Sylvie and the Songman - Tim Binding As a musician I fully expected to love this book. While I did enjoy it, I also spent a fair amount of time being confused or even bored.

Sylvie: Sylvie was an okay character. She's kind, stubborn and brave. But she's also mulish, selfish and hotheaded. She dragged her friend George into her adventure, and while I was grateful to have George along, he didn't gave much of a choice in the matter. During the period in the book when she was listening to her song, I hated her for her selfishness.

George: George is a unique character. He's chubby and out of shape. Most characters with this kind of appearance end up either being child geniuses, or selfish, greedy brats, but George only has a talent with kites and a strong potential for kindness. He was Sylvie's friend throughout the entire book, and, even if he didn't have much of a choice in the matter, he did choose to come with Sylvie, and he chose not to complain too much about it, and to do everything he could to help Sylvie, not just so that he could go back home, but also because he cared about her. During the times I was hating Sylvie, George kept me reading.

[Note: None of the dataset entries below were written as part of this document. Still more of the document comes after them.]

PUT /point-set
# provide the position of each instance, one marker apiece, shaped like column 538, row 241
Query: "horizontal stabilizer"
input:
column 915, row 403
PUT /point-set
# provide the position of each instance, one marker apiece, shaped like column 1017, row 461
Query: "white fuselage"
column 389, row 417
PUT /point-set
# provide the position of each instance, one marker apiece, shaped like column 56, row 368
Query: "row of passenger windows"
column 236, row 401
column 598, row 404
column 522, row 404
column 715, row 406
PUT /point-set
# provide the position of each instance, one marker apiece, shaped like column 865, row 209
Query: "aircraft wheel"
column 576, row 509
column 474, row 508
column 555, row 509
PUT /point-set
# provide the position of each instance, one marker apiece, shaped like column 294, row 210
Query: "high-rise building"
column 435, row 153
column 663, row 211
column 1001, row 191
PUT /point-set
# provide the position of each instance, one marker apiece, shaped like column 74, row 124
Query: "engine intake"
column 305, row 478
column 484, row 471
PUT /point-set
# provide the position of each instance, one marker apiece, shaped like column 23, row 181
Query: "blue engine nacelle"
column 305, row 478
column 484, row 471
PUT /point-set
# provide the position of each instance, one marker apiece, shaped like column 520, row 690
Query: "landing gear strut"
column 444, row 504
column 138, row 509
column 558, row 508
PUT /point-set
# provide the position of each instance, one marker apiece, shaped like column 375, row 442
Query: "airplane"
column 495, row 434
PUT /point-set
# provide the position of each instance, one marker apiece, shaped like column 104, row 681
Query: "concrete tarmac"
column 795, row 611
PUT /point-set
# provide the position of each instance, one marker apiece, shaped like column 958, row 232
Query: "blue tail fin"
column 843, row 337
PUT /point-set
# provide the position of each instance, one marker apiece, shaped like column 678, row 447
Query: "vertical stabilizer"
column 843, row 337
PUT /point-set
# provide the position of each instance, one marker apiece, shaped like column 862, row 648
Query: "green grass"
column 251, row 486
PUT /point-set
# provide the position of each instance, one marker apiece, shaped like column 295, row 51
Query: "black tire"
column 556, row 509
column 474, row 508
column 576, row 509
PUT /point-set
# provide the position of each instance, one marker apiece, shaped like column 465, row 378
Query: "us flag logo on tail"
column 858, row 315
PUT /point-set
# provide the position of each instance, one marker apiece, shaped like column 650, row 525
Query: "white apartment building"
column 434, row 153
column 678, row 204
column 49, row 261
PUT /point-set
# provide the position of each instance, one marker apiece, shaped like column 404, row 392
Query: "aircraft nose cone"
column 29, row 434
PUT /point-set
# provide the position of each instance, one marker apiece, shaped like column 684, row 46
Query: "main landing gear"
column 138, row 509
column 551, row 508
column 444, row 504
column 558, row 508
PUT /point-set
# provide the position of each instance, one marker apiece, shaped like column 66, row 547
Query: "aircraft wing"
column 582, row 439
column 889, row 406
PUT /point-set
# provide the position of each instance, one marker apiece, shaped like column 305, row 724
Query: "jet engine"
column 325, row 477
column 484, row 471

Mr. Jackson: What can I say about Mr. Jackson that isn't obvious. He's a dog, a sweetheart, a loyal friend. I loved him even more than I loved George. It was worth reading this book just for sweet little Mr. Jackson. All this made his death infinitely more painful :'(

Sylvie's father was not in the story very much, but he was interesting. I like his sense of adventure, and I really liked his musical instrument creations. It was nice to have a classical musician for a character.

The Songman: The Songman was not a very interesting villain. He wanted his music to be heard all over the world, but he didn't want to do the work of trying to get it heard without hurting people. He had a soft spot for Sylvie, but was still more than willing to hurt her and those she cared about in order to get what he wanted. His identity wasn't much of a surprise.

The Woodpecker man was a weird character. He was the crony who carried out the main-villains desires. He was much more interesting then The Songman, but I don't remember him really having any actual motivations. He had a lot of potential, with his magic coming from music (the triangle can make music through rhythm, even if it is an unpitched instrument,) but without motivation, what was the point of having a unique villain, instead of a paper cutout like Crabbe or Goyle?

Sylvie's mother: Okay, I'm confused, was Sylvie's mother a selkie? Do selkies get sick if they stay on land too long? What was the purpose of having Sylvie's mother be alive, but barely in the story, and certainly not in the ending? Or what was the point of Sylvie thinking her mother was dead? If she'd known her mom was alive, but that she couldn't be with them because she'd get sick, wouldn't that have been a more interesting take on this common tale? I don't know if the author was trying to make Sylvie's mother being alive a twist, but I was not at all surprised by that so-called twist.

The story was decent, but if the author had addressed some of the plot-holes, unsurprising twists and character problems, the book could have been amazing.